Cuando, ya en su vida adulta, el lingüista
francés visitó Egipto quedó impresionado por los logros arquitectónicos alcanzados
durante los 3.000 años de Faraones. La cultura europea de su época le resultó
minúscula en comparación con Dendera
o Karnak. Le parecieron residencias
para gigantes, para, quizá, seres de otros planetas.
¿Podrían esos otros planetas contener vida
inteligente? Denuncia Sagan que nuestros
intentos por averiguarlo son ínfimos, a pesar de disponer de radiotelescopios
que, según él, deberían dedicar parte de su tiempo a ese menester, como el de Arecibo, en Puerto Rico. La emisión de una simple
secuencia de números primos demostraría que en la Tierra existe vida
inteligente y podría llegar a despertar la curiosidad de otros seres.

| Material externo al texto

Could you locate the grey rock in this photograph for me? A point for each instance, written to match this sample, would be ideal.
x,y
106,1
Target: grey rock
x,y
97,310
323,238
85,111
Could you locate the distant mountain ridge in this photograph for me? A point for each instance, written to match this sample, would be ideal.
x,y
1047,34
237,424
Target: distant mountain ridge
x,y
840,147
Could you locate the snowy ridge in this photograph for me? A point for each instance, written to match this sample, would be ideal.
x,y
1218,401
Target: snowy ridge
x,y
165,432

Pero, bien pensado, ¿por qué íbamos a
resultarle interesantes a ET? Y aunque así fuese, una civilización del centro
de la vía láctea tardaría cientos de años en llegar hasta nosotros viajando a
la velocidad de la luz. ¿Por qué iba a compensarles semejante empresa? Aunque
quizá ya estén entre nosotros. Quién sabe. Seguimos
careciendo de pruebas indiscutibles sobre una afirmación extraordinaria como
esa.
Usando una simple ecuación basada en el
número de estrellas de la vía láctea, las estrellas con sistemas planetarios,
el número de planetas ecológicamente válidos para la vida, los planetas en los
que nace la vida, los planetas con vida inteligente, los planetas donde se desarrolla
tecnología y, finalmente, los que han producido armas de destrucción masiva,
resulta que en el conjunto de la vía láctea podría haber,
a lo sumo, diez planetas entre centenares de miles de millones de estrellas.
Pero, para alegría del presentador, la cifra ascendería a millones de planetas
simplemente omitiendo la ultima parte de la ecuación.

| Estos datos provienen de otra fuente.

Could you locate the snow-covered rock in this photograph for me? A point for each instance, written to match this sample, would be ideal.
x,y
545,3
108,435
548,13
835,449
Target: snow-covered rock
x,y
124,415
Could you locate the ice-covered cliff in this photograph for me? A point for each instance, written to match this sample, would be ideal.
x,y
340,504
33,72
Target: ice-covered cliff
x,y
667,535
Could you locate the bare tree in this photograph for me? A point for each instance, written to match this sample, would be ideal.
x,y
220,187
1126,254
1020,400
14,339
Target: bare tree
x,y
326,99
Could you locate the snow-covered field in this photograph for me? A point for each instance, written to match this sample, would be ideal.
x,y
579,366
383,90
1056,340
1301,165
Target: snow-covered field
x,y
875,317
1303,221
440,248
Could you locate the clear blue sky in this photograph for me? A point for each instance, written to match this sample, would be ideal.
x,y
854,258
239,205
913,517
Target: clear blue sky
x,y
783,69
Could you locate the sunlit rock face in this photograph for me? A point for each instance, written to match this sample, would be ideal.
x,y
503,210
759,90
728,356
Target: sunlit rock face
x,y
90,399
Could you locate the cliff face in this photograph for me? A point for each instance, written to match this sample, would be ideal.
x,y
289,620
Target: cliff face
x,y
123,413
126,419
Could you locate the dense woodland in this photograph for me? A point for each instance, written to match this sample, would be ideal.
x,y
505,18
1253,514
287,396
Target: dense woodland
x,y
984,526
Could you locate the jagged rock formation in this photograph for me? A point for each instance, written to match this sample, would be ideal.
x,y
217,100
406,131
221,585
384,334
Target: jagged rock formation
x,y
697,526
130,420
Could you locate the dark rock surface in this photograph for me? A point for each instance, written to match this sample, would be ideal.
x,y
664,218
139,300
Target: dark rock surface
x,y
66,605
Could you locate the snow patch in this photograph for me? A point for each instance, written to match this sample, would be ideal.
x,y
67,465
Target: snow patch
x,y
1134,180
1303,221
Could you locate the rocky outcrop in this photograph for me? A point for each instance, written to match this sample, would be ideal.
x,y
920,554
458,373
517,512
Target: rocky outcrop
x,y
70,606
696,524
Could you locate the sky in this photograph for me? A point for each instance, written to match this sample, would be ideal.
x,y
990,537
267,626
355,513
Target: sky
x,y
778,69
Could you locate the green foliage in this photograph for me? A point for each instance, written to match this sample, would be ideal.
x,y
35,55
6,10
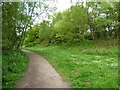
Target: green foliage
x,y
91,64
78,23
14,63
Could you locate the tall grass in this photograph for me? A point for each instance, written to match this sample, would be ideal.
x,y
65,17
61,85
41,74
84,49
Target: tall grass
x,y
89,64
14,63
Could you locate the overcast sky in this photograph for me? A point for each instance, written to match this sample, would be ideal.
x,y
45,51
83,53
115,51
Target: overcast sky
x,y
61,6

El capítulo se cierra con la consulta ficticia
de una enciclopedia en la que se recogen las características de los planetas de
nuestra galaxia. Es una bonita especulación, pero seguimos sin la evidencia
precisa. La ciencia puede darle la espalda al intento de encontrar signos de
vida inteligente extraterrestre, pero de ser así Sagan nos insta a recordar la
historia de Champollion: solo su empeño y su empecinamiento logró que
pudiéramos comunicarnos con una cultura tan impresionante como desconocida de
nuestro propio planeta.
¿Estamos
dispuestos a perdernos, por negligencia y miopía intelectual, el que podría ser
el mayor descubrimiento de la humanidad?